La production agricole est passée d’une croissance de 2% en 1999 à 1,50% en l’an 2000, maintenant la même tendance dans les années suivantes. La sous-traitance n’atteint pas le 1/3 des 60000 emplois qu’elle procurait à la veille du coup d’état militaire de septembre 1991.

Seul le secteur financier connaît un certain dynamisme, note l’économiste Jean-Claude Paulvin. Le volume de profit des banques s’élevait en 2001 à 350 millions de Gourdes.

Paulvin attribue cette évolution générale déséquilibrée aux conséquences d’un ensemble de mesures de politique économique. "A partir de 1994, il y a eu une mauvaise politique", a-t-il déclaré. "Une politique qui a favorisé le développement commercial au détriment de la production", a-t-il précisé. A titre d’exemple, l’économiste a rappelé une mesure prise au lendemain de septembre 1994, de favoriser l’importation d’abats de poulets. Ce qui, selon lui, a mis hors d’état de produire, les industries de la volaille et, par ricochet, les secteurs de production de grains.

Cette mesure a également constitué un "facteur d’informalisation de l’économie", les anciens ouvriers et ouvrières étant convertis en vendeuses et vendeurs ambulants. C’est pour cela, a déclaré Jean-Claude Paulvin, que la plupart des rues de nos villes se transforment en vaste marché. Et "au lieu d’une économie organisée, on a un ensemble d’agents qui se débrouillent".

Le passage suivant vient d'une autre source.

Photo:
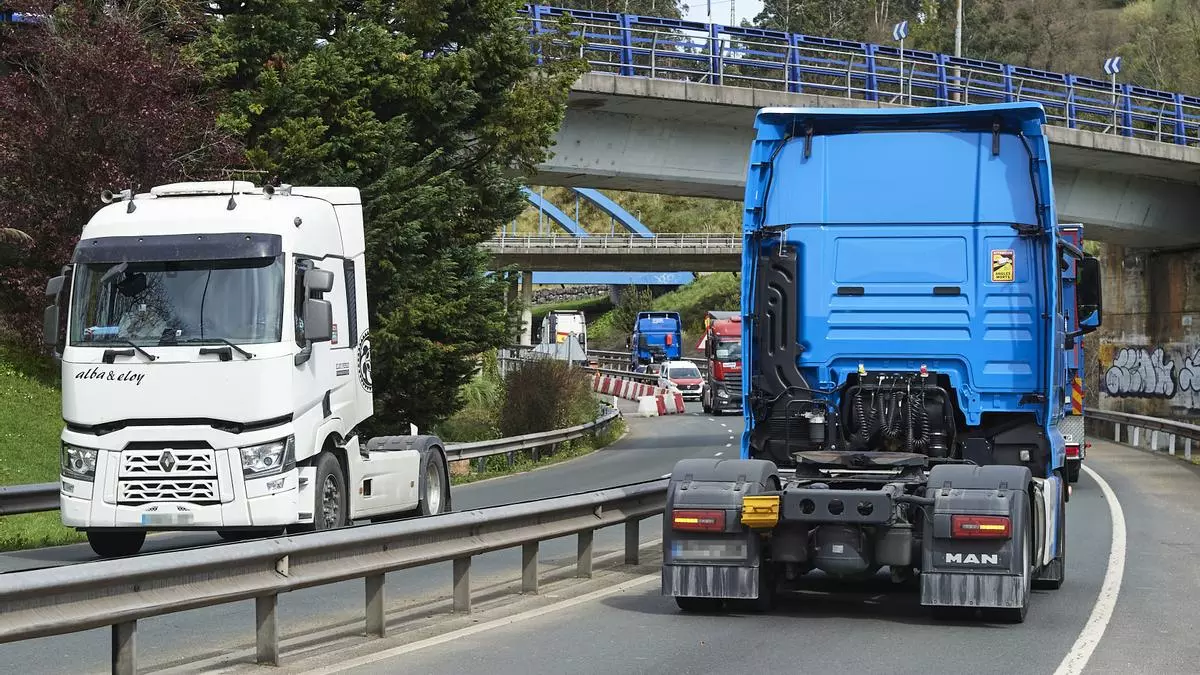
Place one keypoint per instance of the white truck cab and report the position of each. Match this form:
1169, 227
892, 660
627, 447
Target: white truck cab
216, 365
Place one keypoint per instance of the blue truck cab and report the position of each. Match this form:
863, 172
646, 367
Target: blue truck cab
657, 336
905, 364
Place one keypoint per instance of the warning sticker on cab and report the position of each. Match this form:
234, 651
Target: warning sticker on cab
1002, 266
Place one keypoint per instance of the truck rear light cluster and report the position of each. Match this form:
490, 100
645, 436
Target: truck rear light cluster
708, 520
981, 527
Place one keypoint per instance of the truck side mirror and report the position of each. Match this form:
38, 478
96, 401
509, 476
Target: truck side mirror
319, 280
51, 315
1089, 294
318, 320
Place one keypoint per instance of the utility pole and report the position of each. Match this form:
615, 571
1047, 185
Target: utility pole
958, 51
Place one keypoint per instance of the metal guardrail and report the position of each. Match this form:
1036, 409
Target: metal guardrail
1134, 424
663, 48
29, 499
45, 496
616, 244
119, 592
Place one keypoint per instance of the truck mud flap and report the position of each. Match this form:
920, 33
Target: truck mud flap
963, 568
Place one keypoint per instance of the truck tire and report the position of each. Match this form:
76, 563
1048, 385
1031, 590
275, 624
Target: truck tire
435, 485
115, 544
1057, 567
1017, 614
330, 500
700, 605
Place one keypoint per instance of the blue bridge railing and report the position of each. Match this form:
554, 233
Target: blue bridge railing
639, 46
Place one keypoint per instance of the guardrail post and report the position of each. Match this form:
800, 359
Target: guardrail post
267, 634
585, 555
462, 584
529, 567
125, 647
377, 625
631, 541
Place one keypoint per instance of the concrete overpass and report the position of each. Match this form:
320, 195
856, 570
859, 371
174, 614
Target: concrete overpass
693, 252
679, 137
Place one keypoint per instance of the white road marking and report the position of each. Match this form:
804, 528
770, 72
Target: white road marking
486, 626
1102, 611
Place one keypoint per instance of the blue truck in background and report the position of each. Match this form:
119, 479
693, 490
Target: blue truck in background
905, 366
657, 336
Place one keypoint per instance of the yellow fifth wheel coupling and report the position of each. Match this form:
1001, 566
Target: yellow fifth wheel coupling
760, 511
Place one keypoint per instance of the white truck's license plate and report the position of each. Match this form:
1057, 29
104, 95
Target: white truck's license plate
166, 519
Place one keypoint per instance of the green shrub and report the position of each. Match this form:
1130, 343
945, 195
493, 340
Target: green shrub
546, 394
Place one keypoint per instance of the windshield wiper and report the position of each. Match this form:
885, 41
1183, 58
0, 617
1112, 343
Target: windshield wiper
220, 350
111, 354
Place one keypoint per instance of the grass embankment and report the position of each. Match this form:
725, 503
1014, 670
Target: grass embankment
30, 423
541, 395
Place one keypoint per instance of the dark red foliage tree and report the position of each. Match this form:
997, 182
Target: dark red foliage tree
93, 96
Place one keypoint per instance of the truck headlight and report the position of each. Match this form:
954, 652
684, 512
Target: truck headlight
78, 463
269, 459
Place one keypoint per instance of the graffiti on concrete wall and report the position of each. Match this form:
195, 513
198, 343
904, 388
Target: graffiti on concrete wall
1138, 371
1164, 377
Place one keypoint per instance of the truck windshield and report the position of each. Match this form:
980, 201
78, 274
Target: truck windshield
167, 303
729, 351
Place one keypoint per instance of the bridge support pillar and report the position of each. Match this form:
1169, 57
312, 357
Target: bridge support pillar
527, 308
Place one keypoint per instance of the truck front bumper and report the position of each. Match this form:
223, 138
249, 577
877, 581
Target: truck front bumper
273, 501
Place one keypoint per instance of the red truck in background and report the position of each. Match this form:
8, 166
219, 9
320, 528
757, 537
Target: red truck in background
721, 345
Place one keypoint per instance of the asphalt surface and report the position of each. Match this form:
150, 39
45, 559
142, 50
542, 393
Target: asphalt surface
877, 628
649, 451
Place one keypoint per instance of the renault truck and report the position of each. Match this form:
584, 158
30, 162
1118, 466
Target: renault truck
721, 346
904, 368
216, 369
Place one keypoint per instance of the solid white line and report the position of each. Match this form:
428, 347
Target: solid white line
486, 626
1102, 611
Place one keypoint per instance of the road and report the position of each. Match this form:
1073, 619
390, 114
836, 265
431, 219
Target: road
651, 448
879, 629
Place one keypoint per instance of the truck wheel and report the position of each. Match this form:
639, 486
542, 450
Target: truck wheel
1054, 574
435, 490
115, 544
699, 605
1017, 614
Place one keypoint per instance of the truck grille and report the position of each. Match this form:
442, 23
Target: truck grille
168, 475
144, 491
1072, 428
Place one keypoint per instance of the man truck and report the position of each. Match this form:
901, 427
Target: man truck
721, 345
657, 336
904, 342
216, 368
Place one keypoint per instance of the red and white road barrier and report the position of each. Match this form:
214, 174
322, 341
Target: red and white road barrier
652, 400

Le responsable d’ECOSOF admet que sur certains points les autorités lavalas puissent parler d’"héritage". Car, à partir de 1986 un ensemble de dispositions néfastes à la production ont déjà été adoptées par les gouvernements militaires, telle l’importation massive de riz, qui a eu raison de l’industrie rizicole haïtienne. Mais cette logique aurait pu être modifiée, a estimé l’économiste. Sa persistance, a-t-il dit, a produit un impact sérieux sur le niveau de vie qui se dégrade considérablement, alors que la Gourde n’a pas cessé de battre de l’aile face au Dollar.

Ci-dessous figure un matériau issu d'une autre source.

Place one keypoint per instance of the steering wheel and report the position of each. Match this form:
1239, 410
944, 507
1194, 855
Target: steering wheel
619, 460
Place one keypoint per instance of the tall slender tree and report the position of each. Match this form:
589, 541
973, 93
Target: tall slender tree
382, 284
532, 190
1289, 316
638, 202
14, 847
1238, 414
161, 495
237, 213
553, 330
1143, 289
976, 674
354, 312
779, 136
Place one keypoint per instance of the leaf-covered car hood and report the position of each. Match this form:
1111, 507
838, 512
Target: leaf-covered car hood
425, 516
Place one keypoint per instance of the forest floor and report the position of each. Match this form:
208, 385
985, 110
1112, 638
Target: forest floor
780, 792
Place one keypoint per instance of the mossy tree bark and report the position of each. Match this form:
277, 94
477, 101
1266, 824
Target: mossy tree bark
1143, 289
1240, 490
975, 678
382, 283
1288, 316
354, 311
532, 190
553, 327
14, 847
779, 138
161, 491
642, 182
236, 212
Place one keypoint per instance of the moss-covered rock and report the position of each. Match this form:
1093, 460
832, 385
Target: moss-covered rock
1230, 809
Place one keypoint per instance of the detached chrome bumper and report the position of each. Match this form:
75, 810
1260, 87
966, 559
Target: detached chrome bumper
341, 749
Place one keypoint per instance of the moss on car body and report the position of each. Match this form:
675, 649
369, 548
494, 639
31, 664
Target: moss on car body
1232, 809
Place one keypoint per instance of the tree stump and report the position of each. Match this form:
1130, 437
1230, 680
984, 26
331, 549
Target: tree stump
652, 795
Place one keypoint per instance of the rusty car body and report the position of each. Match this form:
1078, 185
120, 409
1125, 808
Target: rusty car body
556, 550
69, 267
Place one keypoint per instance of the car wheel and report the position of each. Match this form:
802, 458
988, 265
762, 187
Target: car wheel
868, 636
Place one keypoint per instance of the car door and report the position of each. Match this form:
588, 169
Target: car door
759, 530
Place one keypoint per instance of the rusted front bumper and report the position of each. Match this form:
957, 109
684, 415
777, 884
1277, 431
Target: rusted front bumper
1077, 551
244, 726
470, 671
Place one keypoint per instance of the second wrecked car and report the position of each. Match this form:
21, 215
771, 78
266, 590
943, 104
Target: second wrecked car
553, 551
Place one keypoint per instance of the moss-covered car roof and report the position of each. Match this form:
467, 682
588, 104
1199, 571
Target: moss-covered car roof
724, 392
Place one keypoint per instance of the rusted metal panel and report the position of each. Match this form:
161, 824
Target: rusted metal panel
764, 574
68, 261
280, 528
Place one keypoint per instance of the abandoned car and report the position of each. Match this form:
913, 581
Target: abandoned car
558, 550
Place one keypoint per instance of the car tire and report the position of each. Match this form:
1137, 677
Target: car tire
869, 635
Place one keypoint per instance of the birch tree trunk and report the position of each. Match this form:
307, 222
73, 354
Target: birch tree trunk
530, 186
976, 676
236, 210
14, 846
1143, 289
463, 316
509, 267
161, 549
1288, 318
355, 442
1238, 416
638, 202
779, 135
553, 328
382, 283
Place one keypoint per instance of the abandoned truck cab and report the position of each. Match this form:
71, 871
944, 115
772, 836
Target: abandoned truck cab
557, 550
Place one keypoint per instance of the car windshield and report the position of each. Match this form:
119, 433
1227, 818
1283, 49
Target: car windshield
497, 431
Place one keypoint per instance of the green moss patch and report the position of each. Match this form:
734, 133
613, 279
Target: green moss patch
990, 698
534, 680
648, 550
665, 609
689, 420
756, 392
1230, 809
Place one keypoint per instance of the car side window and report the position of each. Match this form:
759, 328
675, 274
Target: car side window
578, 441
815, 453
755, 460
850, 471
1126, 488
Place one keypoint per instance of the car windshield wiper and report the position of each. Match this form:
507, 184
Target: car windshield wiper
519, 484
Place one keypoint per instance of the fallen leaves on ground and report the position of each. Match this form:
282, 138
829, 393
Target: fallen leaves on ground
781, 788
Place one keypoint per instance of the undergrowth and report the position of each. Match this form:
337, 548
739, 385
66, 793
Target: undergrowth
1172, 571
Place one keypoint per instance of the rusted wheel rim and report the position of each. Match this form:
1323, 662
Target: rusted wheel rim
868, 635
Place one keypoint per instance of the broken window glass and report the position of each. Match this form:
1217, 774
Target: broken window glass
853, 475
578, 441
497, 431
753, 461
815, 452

La panique de la semaine dernière a ainsi mis à nu la fragilité du système financier et de l’économie d’Haïti, sérieusement affectée dans sa capacité de répondre aux exigences courantes. L’Etat gère encore difficilement une crise des cooperatives a fort taux d’interet, qui a causé une perte de plus de 250 millions de dollars. Selon des chiffres communiqués a Inter Press Service, le déficit budgétaire était de plus de 2 milliards de Gourdes durant l’exercice 2001 – 2002 et devrait franchir la barre de 3 milliards de gourdes pendant l’exercice 2002 – 2003. La dette de 1 milliard 202 millions de dollars accumule des arriérés de paiement de 43,9 millions de Dollars, tandis que les perspectives de déblocage à court terme de 500 millions de Dollars d’aide internationale semblent s’évanouir. En un an, les réserves d’importation de 113 millions de dollars sont tombées à 50 millions.